東京大学大学院理学系研究科の泉拓磨大学院生(日本学術振興会特別研究員)らの共同研究チームは、銀河の中心部の数百光年程度の大きさの円盤型の高い密度の分子ガス群(高密度ガス円盤)が、そのさらに内側に存在する超巨大ブラックホールへのガス供給源であることを、アルマ望遠鏡等を用いた電波の観測により発見しました。宇宙の古今にわたるブラックホールがどのように成長をとげてきたか、その理解が深まると期待されます。

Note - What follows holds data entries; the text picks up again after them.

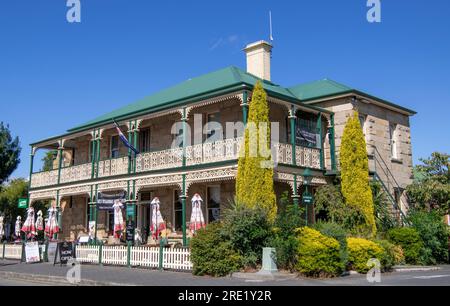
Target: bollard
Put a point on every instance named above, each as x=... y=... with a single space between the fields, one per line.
x=100 y=254
x=129 y=254
x=161 y=254
x=269 y=265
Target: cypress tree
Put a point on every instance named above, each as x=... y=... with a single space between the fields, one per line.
x=254 y=182
x=355 y=172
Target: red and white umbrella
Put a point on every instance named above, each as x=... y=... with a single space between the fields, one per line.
x=119 y=225
x=2 y=228
x=197 y=220
x=52 y=228
x=17 y=227
x=39 y=221
x=157 y=220
x=29 y=227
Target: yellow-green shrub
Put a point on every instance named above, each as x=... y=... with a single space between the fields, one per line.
x=355 y=174
x=360 y=251
x=318 y=255
x=254 y=183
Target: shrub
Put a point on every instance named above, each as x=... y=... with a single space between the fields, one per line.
x=254 y=183
x=211 y=254
x=318 y=255
x=409 y=240
x=360 y=251
x=355 y=173
x=248 y=231
x=337 y=232
x=393 y=254
x=284 y=238
x=434 y=235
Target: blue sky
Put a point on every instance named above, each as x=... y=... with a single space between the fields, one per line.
x=55 y=75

多くの銀河の中心には、質量が太陽の100万倍を超える「超巨大ブラックホール」が存在しますが、このようなブラックホールがどのように作られるのかはいまだ解明されていません。一方、銀河の中心領域で星が形成される割合と、超巨大ブラックホールへ落ち込むガスの量(質量降着率)の間には相関関係があることが知られており、星が作られる過程の活動によってブラックホールの成長が促進されるのではないかという予測もあります。

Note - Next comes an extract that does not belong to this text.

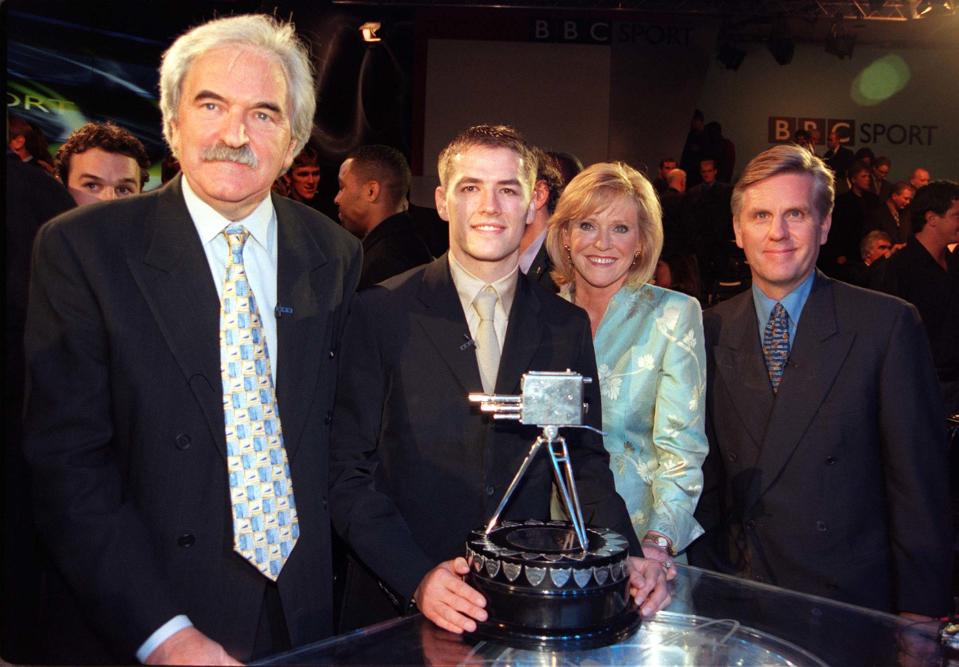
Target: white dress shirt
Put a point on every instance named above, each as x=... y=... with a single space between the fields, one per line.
x=468 y=286
x=260 y=262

今回、共同研究チームは、南米チリのアルマ望遠鏡等の観測により得られたデータを用いて、銀河の中心、数百光年の領域に存在する円盤型の高密度な分子ガス群が超巨大ブラックホールに直接ガスを供給していることを明らかにしました。さらに、このガス円盤内で星がその一生を終えるときに大爆発を起こす、超新星爆発(星の形成活動に起因する現象)によってガスの気流が乱れ、さらに内側に存在する超巨大ブラックホールへと落ち込むガスの量が増す、という説明(理論モデル)によって、実際に望遠鏡で観測されたガス量の変化(流入・流出の収支)を説明することに成功しました。

「遠く離れた銀河の中心、数百光年という領域は、見た目が小さいため詳細な研究が進んでおらず、ブラックホールがどのように成長するのかを明らかにしようとする研究はこれまであまり進んでいませんでした。今回の成果で、その一端を説明することに成功したので、非常に大きな進歩です」と泉大学院生は話します。「アルマ望遠鏡の性能を活かして、さらなる観測から今後は宇宙の古今にわたったブラックホールがどのように成長してきたのかを、包括的に理解できるような研究につなげたいと考えています」と続けます。

プレスリリース

論文情報

Takuma Izumi, Nozomu Kawakatu, and Kotaro Kohno, "Do Circumnuclear Dense Gas Disks Drive Mass Accretion onto Supermassive Black Holes?", The Astrophysical Journal Online Edition: 2016/08/10 (Japan time), doi:10.3847/0004-637X/827/1/81.